Will that change due to the NCAA ruling? That’s a question that has yet to be answered, but if Boeheim remains in that role that is one way in which to ensure that elite prospects are still interacting with Syracuse in spite of the recruiting restrictions.
With Rakeem Christmas moving on and four players having signed a National Letter of Intent, Syracuse will be at 13 scholarships next season which is the maximum allowed per NCAA rules. With forwards Moustapha Diagne and Tyler Lydon and guards Frank Howard and Malachi Richardson all signed, the school will not have to begin the process of cutting scholarships until the 2016-17 academic year.
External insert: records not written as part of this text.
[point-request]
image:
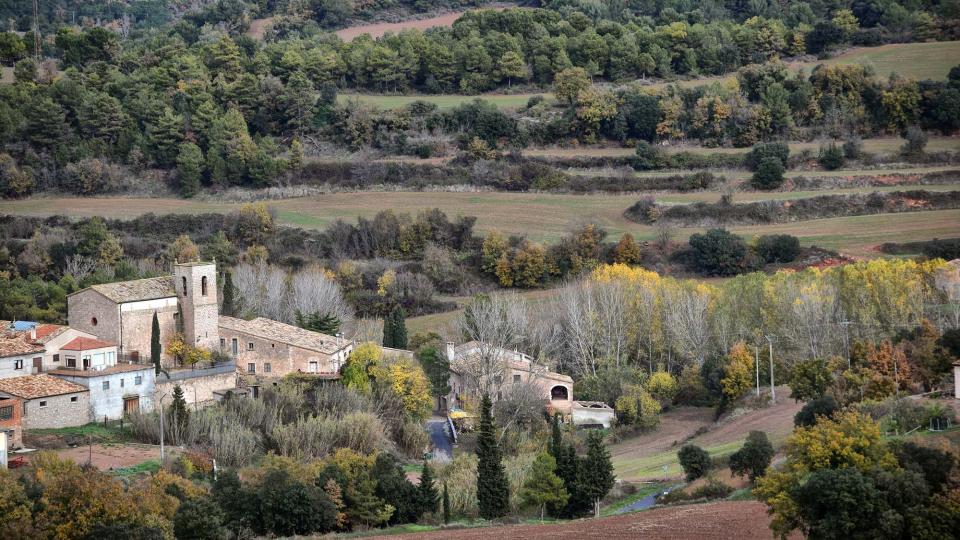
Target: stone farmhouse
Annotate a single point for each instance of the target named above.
(555, 389)
(48, 401)
(265, 348)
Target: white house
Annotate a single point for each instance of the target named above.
(115, 389)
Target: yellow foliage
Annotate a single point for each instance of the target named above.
(739, 371)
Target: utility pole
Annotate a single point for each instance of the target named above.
(756, 364)
(161, 427)
(773, 392)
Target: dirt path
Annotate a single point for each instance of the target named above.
(113, 456)
(776, 421)
(675, 426)
(746, 520)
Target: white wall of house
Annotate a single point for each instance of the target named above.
(16, 366)
(108, 392)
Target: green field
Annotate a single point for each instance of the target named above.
(539, 216)
(914, 60)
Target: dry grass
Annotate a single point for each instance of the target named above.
(540, 217)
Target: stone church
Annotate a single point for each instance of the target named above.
(122, 312)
While that avoids a potentially messy situation from occurring this offseason, Syracuse still has some significant moves to make. Here’s a breakdown of their scholarship players, by class, in the 2015-16 season. And you’ll notice that the majority of them will have eligibility remaining beyond next season.
Seniors: Trevor Cooney, Michael Gbinije
Juniors: DaJuan Coleman (redshirted this season), B.J. Johnson, Chinoso Okoboh, Ron Patterson, Tyler Roberson
Sophomores: Kaleb Joseph, Chris McCullough
Freshmen: Moustapha Diagne, Frank Howard, Tyler Lydon, Malachi Richardson
Syracuse is also still in contention for the services of five-star big man Thomas Bryant, so there could be some shuffling of the roster to come in the offseason should there be a need to make room for him. With Christmas out of eligibility and Coleman having struggled with knee issues for much of his college career, landing Bryant would be an important recruiting win for Syracuse if they can make it happen.
Looking beyond next season, with four-star forward Matthew Moyer having verbally committed to Syracuse in the 2016 class Syracuse (at this time) has 12 scholarships accounted for in the 2016-17 season (Cooney and Gbinije moving on). With the scholarship penalties being what they are, that is the first season in which the Orange would be limited to ten available scholarships.
The combination of a reduction in scholarships and less time to recruit off-campus means that Syracuse will need to be even more selective in recruiting. Casting a wide net would not be feasible given the resulting lack of resources. Another question that could impact the future of the program: how does all of this impact assistant coach (and head coach-in-waiting) Mike Hopkins?
He’s had multiple opportunities to accept head coaching jobs in the past, most notably discussing the USC vacancy in 2013 before ultimately deciding to remain at his alma mater. With Boeheim moving further away from the 1,000-win mark due to the vacating of games, how will Friday’s developments impact when Hopkins takes over? There’s only one person who has the answer to that question, and it’s Jim Boeheim.
The biggest concern at this time is accounting for the scholarship and evaluation sanctions, as they’ll impact the strength of the Syracuse program for years to come.